Just a quick point to quibble with the factual premises of the "selectivity" 
argument.  Plans offered by small business do have to include the relevant 
preventive services, including -- but hardly limited to -- contraception 
services.  (The services also include cholesterol screening; colorectal cancer 
screening; diabetes screening for those with high blood pressure; certain 
immunizations; “evidence-informed preventive care and screenings” for infants, 
children, and adolescents; specified annual well-woman visits; gestational 
diabetes screening; HPV DNA testing; testing for sexually transmitted diseases 
and HIV screening and counseling; breastfeeding support, supplies and 
counseling; and domestic violence screening and counseling.)

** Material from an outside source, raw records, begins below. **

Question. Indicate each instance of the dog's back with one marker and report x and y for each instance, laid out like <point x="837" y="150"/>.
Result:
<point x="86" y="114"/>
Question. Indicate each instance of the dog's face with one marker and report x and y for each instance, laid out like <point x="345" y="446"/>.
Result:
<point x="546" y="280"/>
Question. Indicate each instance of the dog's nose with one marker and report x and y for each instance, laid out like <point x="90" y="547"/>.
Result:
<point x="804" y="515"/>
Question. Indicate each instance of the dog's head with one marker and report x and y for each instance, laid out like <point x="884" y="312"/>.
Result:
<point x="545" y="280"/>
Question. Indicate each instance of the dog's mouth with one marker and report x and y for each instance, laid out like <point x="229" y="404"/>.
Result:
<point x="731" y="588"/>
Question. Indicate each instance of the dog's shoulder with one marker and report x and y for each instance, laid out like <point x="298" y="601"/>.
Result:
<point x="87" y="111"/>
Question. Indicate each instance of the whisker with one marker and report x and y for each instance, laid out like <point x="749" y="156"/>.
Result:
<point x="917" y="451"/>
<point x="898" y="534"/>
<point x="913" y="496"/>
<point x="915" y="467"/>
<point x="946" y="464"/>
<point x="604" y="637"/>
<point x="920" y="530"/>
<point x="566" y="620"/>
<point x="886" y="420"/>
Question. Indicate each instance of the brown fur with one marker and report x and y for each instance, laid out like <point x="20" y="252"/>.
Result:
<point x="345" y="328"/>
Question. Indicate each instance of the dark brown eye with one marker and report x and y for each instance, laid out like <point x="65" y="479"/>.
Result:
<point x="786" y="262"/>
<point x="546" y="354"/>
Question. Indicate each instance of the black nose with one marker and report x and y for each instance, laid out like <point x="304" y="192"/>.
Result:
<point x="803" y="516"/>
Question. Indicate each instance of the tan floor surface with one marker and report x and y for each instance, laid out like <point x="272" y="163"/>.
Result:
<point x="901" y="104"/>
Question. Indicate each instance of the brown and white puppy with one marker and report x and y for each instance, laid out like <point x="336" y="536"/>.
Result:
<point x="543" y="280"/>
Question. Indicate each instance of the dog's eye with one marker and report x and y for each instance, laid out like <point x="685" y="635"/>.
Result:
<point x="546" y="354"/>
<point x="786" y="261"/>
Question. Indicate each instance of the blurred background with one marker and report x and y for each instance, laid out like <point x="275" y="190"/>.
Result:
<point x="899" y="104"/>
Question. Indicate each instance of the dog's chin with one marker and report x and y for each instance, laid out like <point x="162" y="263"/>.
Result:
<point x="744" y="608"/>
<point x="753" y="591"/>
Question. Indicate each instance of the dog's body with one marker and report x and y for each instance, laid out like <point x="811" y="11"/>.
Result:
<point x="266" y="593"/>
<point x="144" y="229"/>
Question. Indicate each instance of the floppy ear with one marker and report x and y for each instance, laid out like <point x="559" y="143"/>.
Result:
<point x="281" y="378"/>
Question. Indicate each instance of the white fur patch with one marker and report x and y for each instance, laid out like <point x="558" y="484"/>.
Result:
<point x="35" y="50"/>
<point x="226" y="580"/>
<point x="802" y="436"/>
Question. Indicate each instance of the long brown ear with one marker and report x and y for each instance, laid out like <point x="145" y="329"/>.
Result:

Likewise, the so-called grandfathering "exception" is merely an ordinary 
"phasing in," or timing, provision, which allows a transition period for 
compliance with several of the Act's requirements until the plans otherwise 
make one of several specified changes.  The employees of such plans will 
eventually receive the preventive care coverages (not only contraception -- all 
those listed above).

The only real "carve-out" -- the only one that would result in employees not 
receiving contraceptive coverage -- is HHS's own exemption for churches and 
their auxiliaries.  And if that religious accommodation is what triggers 
Lukumi, well . . .


On Fri, Jan 10, 2014 at 9:37 PM, James Oleske 
<jole...@lclark.edu<mailto:jole...@lclark.edu>> wrote:
The opening brief for Conestoga Wood Specialties Corp. has been filed, and I 
believe this may be the first time the Supreme Court has been presented with an 
argument in a party's merits brief as to the scope of the so-called 
"Sherbert-exception to Smith" -- the idea expressed in both Smith and Lukumi 
that although the Free Exercise Clause does not require religious exemptions to 
be made from uniform legal obligations, religious exemptions may be required 
when other exemptions to a law are available.

In an article last year, I suggested that there remain at least five major 
unresolved questions about the selective-exemption rule:

1.  What is the purpose of the rule: is it designed to guard against the danger 
of intentional discrimination or to address the adverse impact on religious 
minorities of unintentional neglect or indifference?

2.  Does the rule only apply when a law allows for ad hoc, individualized 
exemptions to an obligation (e.g., discretionary excuses under a "good cause" 
or "necessary" standard), or does it also apply when the government makes 
select categorical exemptions to a law?

3.  If the rule applies when categorical exemptions are made, how should courts 
determine whether an existing categorical exemption to a law is sufficiently 
analogous to the requested religious exemption to be deemed a relevant 
comparator?

4.  How many comparable categorical exemptions must exist before the 
selective-exemption rule is triggered by the denial of a religious exemption?

5. What is the appropriate level of judicial scrutiny to be applied once the 
selective-exemption rule is triggered?

Conestoga's positions on questions #2 and #5 are what you would expect. On #2, 
it argues that the selective-exemption rule extends to situations involving 
categorical exemptions (in this case, the ACA's exemptions for small businesses 
and grandfathered plans). On #5, it argues for strict scrutiny (which is what 
the Court indicated in both Smith and Lukumi applies to 
individualized-exemption situations).

Conestoga's brief does not contain much argument relevant to questions #3 and 
#4.

As for #1, I found the most relevant passage in Conestoga's brief to be quite 
surprising. Usually, advocates of a broad reading of the selective-exemption 
rule make a point of contending that the rule is not limited to situations 
involving the danger of discriminatory intent. Yet, Conestoga's brief quotes a 
portion of the Third Circuit's decision in Fraternal Order of Police Newark 
Lodge v. Newark that speaks directly to discriminatory intent and is not 
usually quoted by advocates of a broad reading of the rule:

"Providing secular exemptions 'while refusing religious exemptions is 
sufficiently suggestive of discriminatory intent as to trigger heightened 
scrutiny under Smith and Lukumi.'" Br. at 46 (quoting Newark Lodge at 365).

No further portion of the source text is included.